Antisense oligonucleotides (ASOs) are small single-stranded sequences of DNA that have the gene-targeting effect of reducing levels of toxic protein or making non-toxic modifications which are valuable tools for neurodegenerative diseases [82]. Successful uptake of ASOs facilitates their gene-modulating effects and relies on effective delivery. Mechanisms include lysosomal or endosomal compartmental internalisation, association with high- and low-binding plasma proteins and cellular trafficking.

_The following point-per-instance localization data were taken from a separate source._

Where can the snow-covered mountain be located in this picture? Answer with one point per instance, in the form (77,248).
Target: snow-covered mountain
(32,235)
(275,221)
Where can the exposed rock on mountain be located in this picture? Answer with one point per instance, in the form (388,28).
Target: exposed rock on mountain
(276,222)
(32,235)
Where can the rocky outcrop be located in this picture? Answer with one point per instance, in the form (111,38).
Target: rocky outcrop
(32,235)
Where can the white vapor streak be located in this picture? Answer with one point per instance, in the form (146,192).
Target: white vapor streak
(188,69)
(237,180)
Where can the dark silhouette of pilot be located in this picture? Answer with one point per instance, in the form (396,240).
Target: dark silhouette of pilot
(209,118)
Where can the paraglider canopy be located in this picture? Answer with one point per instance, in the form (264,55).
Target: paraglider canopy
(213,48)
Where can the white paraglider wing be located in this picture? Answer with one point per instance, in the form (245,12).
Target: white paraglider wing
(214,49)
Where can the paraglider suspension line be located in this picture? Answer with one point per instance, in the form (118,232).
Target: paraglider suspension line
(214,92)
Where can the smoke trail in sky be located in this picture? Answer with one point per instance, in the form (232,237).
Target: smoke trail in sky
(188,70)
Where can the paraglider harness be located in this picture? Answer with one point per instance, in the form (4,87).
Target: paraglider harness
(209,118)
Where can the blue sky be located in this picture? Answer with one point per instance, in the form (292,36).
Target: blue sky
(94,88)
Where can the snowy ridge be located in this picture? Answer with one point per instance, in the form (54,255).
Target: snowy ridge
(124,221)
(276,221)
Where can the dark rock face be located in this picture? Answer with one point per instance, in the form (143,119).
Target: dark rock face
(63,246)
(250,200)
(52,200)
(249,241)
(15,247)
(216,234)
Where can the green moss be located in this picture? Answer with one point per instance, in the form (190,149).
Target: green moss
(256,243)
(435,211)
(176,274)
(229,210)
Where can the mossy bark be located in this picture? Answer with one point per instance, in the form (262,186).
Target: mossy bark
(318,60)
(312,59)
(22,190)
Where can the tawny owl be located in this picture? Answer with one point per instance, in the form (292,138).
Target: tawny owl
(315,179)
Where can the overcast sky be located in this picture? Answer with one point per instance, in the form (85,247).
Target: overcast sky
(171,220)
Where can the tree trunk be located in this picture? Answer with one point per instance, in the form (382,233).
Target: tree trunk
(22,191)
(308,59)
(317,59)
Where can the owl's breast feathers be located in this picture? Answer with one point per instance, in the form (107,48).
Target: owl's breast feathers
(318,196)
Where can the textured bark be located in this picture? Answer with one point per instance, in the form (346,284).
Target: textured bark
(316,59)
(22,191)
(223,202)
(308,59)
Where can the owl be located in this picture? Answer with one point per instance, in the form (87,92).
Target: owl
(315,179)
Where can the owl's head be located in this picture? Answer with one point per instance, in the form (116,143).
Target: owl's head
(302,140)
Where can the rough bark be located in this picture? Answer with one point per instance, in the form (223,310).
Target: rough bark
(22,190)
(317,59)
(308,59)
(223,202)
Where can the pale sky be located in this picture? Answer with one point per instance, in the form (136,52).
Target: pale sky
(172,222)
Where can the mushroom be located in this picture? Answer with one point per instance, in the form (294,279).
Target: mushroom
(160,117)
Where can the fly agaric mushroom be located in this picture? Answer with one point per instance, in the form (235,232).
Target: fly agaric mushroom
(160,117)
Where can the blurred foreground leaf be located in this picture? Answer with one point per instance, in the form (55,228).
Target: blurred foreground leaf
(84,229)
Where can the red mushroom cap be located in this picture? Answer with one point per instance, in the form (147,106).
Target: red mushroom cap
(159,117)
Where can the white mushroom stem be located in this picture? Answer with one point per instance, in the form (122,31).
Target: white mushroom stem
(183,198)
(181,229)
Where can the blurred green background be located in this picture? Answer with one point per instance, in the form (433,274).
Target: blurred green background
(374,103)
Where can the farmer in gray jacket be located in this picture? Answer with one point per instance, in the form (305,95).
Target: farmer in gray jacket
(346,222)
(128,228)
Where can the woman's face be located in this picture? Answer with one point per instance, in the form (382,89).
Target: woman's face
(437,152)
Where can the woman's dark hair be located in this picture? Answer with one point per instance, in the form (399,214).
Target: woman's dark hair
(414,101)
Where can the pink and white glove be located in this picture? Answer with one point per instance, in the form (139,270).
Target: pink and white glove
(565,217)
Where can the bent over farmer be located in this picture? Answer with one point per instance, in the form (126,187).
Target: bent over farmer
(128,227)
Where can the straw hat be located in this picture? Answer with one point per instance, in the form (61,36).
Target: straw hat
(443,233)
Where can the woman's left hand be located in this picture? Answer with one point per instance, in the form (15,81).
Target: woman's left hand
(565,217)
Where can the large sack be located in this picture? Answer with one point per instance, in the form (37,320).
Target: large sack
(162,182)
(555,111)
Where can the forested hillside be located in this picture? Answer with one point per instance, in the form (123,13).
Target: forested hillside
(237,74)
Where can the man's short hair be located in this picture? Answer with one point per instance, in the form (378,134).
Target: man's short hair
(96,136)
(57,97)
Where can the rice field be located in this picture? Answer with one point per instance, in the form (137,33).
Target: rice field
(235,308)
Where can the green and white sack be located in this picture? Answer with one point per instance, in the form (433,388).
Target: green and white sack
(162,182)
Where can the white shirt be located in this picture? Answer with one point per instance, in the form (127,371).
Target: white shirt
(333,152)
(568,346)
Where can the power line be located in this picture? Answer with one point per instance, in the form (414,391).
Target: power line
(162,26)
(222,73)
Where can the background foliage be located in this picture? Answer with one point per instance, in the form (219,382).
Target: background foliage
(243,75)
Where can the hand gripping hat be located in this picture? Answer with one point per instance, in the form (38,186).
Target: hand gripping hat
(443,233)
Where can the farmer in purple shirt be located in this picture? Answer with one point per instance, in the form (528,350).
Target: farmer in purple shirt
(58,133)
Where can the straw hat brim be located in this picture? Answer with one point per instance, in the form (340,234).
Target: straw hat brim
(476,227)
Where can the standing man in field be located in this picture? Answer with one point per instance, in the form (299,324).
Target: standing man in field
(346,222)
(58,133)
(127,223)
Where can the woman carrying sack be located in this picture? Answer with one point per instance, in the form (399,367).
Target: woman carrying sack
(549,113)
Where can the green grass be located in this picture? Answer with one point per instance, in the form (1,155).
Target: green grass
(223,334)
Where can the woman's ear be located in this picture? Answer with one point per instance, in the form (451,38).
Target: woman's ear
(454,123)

ASOs decrease the expression of the target protein using Watson–Crick hybridization to bind to complementary mRNA transcripts and recruit RNase H enzymes [83]. ASO-mediated exon skipping has been successfully applied to SCA3 fibroblasts, removing the central 88 amino acid region of the ataxin-3 protein in one study to halt production of potentially toxic cleavage fragments; however, protein-modification effect was at a low-level [84, 85]. ASO therapy targeting SCA3 mice models has also been shown to reduce disease protein levels by greater than 50% in the cerebellum, diencephalon, cervical spinal cord and forebrain, presenting with no signs of microgliosis and astrogliosis, indicating its potential for a well-tolerated preventative therapy despite no observable reduction in motor phenotype [86, 87]. ASO therapy targeting ATXN2 has shown slowed progression of the motor phenotype and improved survival in both SCA2 [81] and ALS transgenic mouse model TDP-43 [88].

RNA based therapy

Therapeutics based on RNA interface (RNAi) harness the cellular mechanism of gene expression silencing to reduce the expression of pathological proteins. Synthetic small interfering RNA (siRNAs) and short hairpin RNA (shRNAs) control the RNAi process of target mRNA enzymatic cleavage in a predictable and consistent action [89]. RNAi has been successfully used to reduce mutant ataxin-7 in SCA7 mouse models in a nonallele- [90] and allele-specific manner [91]. ATXN3 has also been suppressed in Machado–Joseph disease (MJD) mouse models, with reports of improved motor symptoms and neuropathology [92, 93].

Stem cell based therapy

Some stem cell-based therapies have been performed on several cerebellar mutant mice, such as SCA1 mouse models [94,95,96,97,98], with reports of normalized motor deficits and reduced Purkinje cell loss and SCA2 models which showed delayed onset of motor function deterioration [99]. Phase I and II clinical trials, one of which involved intravenously infused human umbilical cord mesenchymal stem cell (UC-MSC) into SCA1, 2 or 3 cohorts (n = 16) reported no transplantation side effects and an improved International Cooperative Ataxia Rating Scale (ICARS) and Berg Balance Scale (BBS) score after 6 months post-transplantation [100]. Another trial on 14 SCA patients using intrathecal injection of UC-MSC reported significant ICARS and Activity of Daily Living Scale (ADL) scores, which decreased after 1 month of treatment, although 8 patients remained stable for 6–9 months post-transplantation [101]. These suggest a potential proof of principle for stem cell therapy as a therapeutic intervention, however, assessment of efficacy and safety requires further clinical trials.

Conclusions

Tremendous scientific progress has occurred in the understanding of spinocerebellar ataxia. Next-generation sequencing has helped improve the diagnostic accuracy of SCAs and discover new disease mechanisms. New technologies such as nanopore and ExpansionHunter may help improve diagnosis of known and new SCAs with repeat expansions in future. As outlined, evidence suggests that genes in DNA repair pathways appear to play a modifying role. An international GWAS of repeat expansion ataxia would be worthwhile to pursue these potential therapeutic targets. Meanwhile, emerging therapies for neurogenetic diseases such as ASOs also provide physicians and patients of SCA hopes of effective treatments in the near future.